Près d’une décennie plus tard, la vie m’a fait mal en me frappant. Je marchais dans la rue. Le soleil avait envie de briller, il se cachait derrière les nuages. Il n’y avait plus personne pour m’aider à me relever ce jour-là. Je suis une grande fille maintenant, je ne peux plus compter que sur moi-même et je me blesse seule, sans trottinette. 
De mon côté du trottoir, anesthésiée par une autre nuit blanche, je m’ennuyais. Je croyais naïvement, à l’époque, avoir ce garçon dans la peau, mais lui pensait différemment. Il n’y avait presque personne dehors, la tristesse hantait cette foutue rue en pente, brûlant mes cils et perlant sur mon visage. 


3

Il me déplaisait aussi bien dans son appartement sans lumière que dans son regard sans vie. 


4

J’ai perdu l’appétit quand j’ai pris l’avion.
Mon corps est ici, mon coeur est chez toi. Quelque part au sommet d’un château. 
Je te respire quand je ferme enfin les yeux, tard dans la nuit. Le monde est vide quand je les ouvre à nouveau. Je fais semblant de sourire mais j’aimerais m’asseoir une dernière fois sur ton vélo, des marguerites plein les poches. 


5

Je rêve de toi 
à travers des pages 
que tes iris paysages 
ont parcouru avant moi

Ton prénom a remplacé 
la vacuité des matins 
par la beauté de tes grains 
et ce goût de liberté 

Pour que je tombe dans l’herbe, et non pas dans le métro 
un jour les pommes roulaient comme des perles sur ta peau 

Il n’aura suffi que de ta drôle de voix perdue dans l’écho  
d’une nuit sur ta bouche avec quelques coquelicots. 


8

L'amour est une magnifique illusion, la plus belle de toutes. Un splendide mensonge qui donne réellement l'envie d'exister pour toujours, le bonheur étant finalement possible.
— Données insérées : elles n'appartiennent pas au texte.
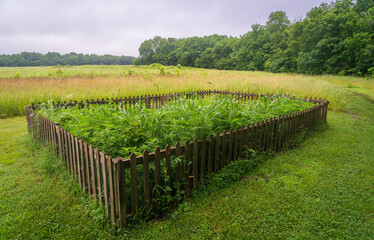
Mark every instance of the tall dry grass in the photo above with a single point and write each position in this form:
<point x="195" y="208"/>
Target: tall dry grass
<point x="87" y="82"/>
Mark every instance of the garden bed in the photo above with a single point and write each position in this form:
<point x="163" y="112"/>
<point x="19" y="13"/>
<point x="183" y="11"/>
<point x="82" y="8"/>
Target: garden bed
<point x="214" y="127"/>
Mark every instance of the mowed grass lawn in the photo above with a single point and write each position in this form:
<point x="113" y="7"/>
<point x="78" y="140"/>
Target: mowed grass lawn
<point x="323" y="189"/>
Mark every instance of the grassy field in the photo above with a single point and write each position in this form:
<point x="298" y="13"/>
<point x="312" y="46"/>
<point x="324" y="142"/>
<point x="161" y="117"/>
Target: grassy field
<point x="40" y="84"/>
<point x="323" y="189"/>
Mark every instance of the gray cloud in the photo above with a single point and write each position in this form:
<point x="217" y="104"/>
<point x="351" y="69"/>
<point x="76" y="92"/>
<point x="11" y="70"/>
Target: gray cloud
<point x="119" y="27"/>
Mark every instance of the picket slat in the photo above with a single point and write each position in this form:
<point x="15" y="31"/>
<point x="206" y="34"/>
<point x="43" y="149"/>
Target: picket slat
<point x="134" y="184"/>
<point x="98" y="172"/>
<point x="147" y="189"/>
<point x="203" y="154"/>
<point x="104" y="177"/>
<point x="186" y="168"/>
<point x="216" y="155"/>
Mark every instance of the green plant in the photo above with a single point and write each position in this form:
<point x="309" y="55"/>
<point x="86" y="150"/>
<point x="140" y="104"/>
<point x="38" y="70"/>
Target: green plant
<point x="17" y="75"/>
<point x="162" y="70"/>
Ce n’est jamais qu’une manière de croire qu'on ne va peut-être pas vivre seul toute notre vie, en fin de compte. Ça alimente un vide, ce n'est rien d'autre que du vent. On ne tombe pas amoureux d'une personne, on tombe amoureux d'une présence. Naïvement, on s'y habitue jusqu'à ce que cette présence nous devienne indispensable à en crever. En réalité, on s'habituerait à la présence de n'importe qui pourvu que n'importe qui nous convienne personnellement, culturellement, socialement, affectivement et /ou, sexuellement. C'est bien la preuve que l'on ressent de l'amour non pas pour une personne, mais pour la capacité que l'autre possède de rassurer nos silencieuses angoisses, de nous faire sentir aimé. C'est malheureusement faux, il ne m'aime pas. Il m’apprécie, mais il n’aime rien d’autre de moi que ma façon de lui faire oublier la mort et le désespoir existentiel qui rôde au-dessus de nos têtes. 


9

Il a l’air plus heureux que moi. Ou plus heureux d’être malheureux que moi. 
Et ça me rend malheureuse parce que j’aimerais bien qu’il soit comme moi.